Öfke kontrolsüz davranmaktır. Ne yaptığını bilmez, divâne misali bir hâlettir. Kişi o durumdayken kendini kontrol edemez. Çok ciddi hasarete sebebiyet verebilir. 'Öfkeyle kalkan; zararla oturur.' darb-ı meseli tam da bu noktaya parmak bastığını söylemekte bir beis olmasa gerek.

Öfkenin insana zarardan başka verecebileceği başka bir şey yoktur.
Öfke hem bedensel hem de ruhsal sağlık sorunlarına da davetiye çıkarır.
Hipertansiyon, kalp rahatslızlıkları, şeker hastalığı, depresyon, sinir bozuklukları ve dahası...
"Kuvve-i şeheviye ve gadabiye ise, şeytan desiselerine hem kâbile, hem nâkile iki cihaz hükmündedirler." (1)
Yani bu iki kuvve yani behimî ve gadâbi (öfke) hisler şeytana bir nevi kapıcıdır. Bu iki his âlem-i beşeriyette şeytan ve şerirleri lehine birer kozdur. Kişi bu kuvveleri doğru şekilde kullanmazsa vâhim neticelere sebebiyet verirler el'iyüzübillâh ...
"...kuvve-i gazabiye, hadd-i istikamet olan şecaati takib etmezse; ifratla çok zararlı ve zulümlü tehevvüre ve tecebbüre ve tefritle çok zilletli ve elemli cebanet ve korkaklığa düşer.. istikameti kaybetmesinin, hatasının cezası olarak daimî, vicdanî bir azabı çeker." (2) diyen Bediüzzaman (RA), kuvve-i gazabiyenin ifrâdi ve tefridî hâletlere inkılab etmesinin vahim neticeleri güzel bir şekilde izah eder.

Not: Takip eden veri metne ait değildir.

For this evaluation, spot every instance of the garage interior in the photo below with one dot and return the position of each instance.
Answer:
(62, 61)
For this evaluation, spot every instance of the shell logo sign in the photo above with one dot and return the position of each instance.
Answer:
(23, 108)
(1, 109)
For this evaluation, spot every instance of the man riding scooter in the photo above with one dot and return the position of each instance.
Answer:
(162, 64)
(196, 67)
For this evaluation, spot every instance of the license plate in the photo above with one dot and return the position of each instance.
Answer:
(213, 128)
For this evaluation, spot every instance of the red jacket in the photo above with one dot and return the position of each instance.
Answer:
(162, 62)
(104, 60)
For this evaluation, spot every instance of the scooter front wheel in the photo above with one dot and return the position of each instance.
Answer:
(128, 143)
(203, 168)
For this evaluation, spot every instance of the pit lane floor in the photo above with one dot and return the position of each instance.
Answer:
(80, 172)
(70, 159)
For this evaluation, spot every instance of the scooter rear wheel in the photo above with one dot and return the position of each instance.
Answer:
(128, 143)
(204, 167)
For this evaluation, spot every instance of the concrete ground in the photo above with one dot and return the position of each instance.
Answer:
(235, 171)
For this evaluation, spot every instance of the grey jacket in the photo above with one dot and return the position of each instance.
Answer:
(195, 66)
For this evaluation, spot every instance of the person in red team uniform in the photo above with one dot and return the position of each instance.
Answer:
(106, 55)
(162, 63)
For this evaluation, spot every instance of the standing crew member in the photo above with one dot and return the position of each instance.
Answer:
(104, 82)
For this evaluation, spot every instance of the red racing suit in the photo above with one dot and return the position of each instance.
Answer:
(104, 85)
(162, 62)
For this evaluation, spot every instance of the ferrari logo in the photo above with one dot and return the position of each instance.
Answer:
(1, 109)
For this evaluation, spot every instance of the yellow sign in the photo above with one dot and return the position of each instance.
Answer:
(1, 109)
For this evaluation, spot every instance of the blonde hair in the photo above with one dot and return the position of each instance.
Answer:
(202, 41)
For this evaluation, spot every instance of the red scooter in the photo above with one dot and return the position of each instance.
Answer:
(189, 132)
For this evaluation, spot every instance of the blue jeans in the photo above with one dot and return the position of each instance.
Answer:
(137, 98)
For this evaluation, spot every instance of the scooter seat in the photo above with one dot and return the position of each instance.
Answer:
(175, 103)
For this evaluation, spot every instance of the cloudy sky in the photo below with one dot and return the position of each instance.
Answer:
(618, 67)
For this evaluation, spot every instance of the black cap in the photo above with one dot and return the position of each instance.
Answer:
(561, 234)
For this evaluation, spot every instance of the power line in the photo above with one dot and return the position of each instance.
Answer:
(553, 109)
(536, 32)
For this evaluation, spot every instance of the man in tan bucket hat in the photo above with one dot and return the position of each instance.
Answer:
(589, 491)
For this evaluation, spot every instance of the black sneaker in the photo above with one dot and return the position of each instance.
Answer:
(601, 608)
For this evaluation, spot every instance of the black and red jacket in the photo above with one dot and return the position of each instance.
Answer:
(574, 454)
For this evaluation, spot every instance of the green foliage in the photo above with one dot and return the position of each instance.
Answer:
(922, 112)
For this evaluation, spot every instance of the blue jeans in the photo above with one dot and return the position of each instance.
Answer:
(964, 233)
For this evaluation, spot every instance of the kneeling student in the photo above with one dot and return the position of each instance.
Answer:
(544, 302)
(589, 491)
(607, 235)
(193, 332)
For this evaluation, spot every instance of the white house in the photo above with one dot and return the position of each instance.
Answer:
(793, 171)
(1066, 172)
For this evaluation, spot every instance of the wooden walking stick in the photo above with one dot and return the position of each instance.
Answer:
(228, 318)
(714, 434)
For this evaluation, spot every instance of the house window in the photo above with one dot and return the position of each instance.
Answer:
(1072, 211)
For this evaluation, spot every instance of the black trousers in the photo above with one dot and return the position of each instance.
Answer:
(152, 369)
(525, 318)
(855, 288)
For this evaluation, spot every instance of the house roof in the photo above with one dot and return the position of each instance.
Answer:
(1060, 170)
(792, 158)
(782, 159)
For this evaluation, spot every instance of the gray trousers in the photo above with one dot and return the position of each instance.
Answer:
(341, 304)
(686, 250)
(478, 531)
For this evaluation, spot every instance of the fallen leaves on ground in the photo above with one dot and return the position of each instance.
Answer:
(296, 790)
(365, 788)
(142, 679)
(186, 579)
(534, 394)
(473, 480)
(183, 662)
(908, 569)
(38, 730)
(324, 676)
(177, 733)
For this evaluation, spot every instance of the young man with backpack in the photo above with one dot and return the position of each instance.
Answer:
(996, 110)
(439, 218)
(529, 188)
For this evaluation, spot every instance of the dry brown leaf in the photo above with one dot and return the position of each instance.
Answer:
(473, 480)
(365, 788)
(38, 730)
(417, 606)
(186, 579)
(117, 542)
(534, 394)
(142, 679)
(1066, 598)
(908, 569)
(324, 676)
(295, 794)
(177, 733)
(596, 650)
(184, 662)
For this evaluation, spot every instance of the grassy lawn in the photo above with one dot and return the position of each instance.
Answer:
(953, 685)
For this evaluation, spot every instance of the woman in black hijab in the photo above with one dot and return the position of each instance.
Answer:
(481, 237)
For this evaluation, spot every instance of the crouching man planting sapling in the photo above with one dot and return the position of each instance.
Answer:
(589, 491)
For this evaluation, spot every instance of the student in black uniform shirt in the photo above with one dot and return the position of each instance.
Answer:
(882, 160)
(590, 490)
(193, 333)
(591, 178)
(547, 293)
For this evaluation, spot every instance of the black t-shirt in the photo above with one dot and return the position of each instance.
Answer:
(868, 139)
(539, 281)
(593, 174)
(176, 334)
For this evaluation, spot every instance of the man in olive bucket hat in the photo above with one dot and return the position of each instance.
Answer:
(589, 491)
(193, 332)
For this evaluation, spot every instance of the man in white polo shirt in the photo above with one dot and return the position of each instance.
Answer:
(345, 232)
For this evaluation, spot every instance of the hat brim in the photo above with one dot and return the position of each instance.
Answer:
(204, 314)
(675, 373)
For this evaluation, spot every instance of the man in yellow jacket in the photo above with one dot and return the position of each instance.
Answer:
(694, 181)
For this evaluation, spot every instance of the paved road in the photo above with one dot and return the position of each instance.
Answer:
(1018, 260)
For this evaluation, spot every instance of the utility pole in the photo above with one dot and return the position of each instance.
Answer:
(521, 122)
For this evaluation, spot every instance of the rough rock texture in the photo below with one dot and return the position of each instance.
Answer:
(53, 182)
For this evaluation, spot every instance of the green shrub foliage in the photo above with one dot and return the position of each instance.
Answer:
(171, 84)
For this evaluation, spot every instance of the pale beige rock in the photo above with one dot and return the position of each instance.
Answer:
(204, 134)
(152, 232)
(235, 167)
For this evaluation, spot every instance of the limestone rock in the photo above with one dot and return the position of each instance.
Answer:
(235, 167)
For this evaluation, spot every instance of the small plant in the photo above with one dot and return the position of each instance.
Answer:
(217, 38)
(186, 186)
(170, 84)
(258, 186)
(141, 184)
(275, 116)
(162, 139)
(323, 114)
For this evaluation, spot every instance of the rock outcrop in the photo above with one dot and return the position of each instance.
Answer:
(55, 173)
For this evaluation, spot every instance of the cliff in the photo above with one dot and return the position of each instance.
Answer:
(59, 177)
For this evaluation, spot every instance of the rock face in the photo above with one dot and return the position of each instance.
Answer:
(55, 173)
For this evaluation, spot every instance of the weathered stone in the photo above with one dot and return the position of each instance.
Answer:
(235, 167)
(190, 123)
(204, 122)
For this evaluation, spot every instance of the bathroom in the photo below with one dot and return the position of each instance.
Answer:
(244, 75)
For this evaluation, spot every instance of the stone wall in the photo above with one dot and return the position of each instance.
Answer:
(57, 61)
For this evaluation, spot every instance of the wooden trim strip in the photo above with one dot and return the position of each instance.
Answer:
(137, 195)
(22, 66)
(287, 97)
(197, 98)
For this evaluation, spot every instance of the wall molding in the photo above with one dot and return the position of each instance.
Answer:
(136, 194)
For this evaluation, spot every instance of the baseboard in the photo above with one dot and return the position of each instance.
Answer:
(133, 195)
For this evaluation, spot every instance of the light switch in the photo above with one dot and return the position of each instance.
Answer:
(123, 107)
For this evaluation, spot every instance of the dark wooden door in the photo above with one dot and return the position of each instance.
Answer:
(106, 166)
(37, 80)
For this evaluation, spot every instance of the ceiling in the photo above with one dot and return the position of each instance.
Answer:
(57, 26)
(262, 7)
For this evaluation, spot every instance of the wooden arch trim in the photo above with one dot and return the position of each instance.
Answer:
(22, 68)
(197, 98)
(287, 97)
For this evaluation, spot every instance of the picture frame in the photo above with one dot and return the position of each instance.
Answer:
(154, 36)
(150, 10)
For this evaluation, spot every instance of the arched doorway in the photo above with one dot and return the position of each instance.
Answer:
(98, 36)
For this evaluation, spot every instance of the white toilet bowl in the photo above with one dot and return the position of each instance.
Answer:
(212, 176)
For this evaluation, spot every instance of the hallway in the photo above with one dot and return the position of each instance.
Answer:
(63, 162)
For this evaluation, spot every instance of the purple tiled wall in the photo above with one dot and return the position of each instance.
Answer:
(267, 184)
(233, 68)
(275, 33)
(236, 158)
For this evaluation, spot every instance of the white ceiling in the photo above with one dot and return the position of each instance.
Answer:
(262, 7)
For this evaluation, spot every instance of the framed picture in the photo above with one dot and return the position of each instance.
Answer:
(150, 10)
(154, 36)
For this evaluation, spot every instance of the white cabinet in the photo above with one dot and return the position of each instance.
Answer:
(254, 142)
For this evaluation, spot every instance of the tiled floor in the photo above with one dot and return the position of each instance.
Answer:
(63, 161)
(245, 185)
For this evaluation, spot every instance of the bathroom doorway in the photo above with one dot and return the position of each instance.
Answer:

Peki öfkemizi nasıl kontrol edebiliriz?
Bu sorumuzun cevabını gelin hâdislerden iktibaslarla anlamaya çalışalım inşaallah...
Ebu Vail radıyallahu anh anlatıyor: “Urve İbnu Muhammed es-Sa’di’nin yanına girdik. Bir zat kendisine konuştu ve Urve’yi kızdırdı. Urve kalkıp abdest aldı ve: “Babam, dedem Atiyye radıyallahu anh’tan anlattı ki, o, Resûlullah aleyhissalâtu vesselâm’ın şöyle söylediğini nakletmiştir:
“Öfke şeytandandır, şeytan da ateşten yaratılmıştır, ateş ise su ile söndürülmektedir; öyleyse biriniz öfkelenince hemen kalkıp abdest alsın.” 
Ebu Zerr el-Gıfari radıyallahu anh anlatıyor: “Resûlullah aleyhissalâtu vesselâm bize buyurmuştu ki: ”Biriniz ayakta iken öfkelenirse hemen otursun. Öfkesi geçerse ne ala geçmezse yatsın.” 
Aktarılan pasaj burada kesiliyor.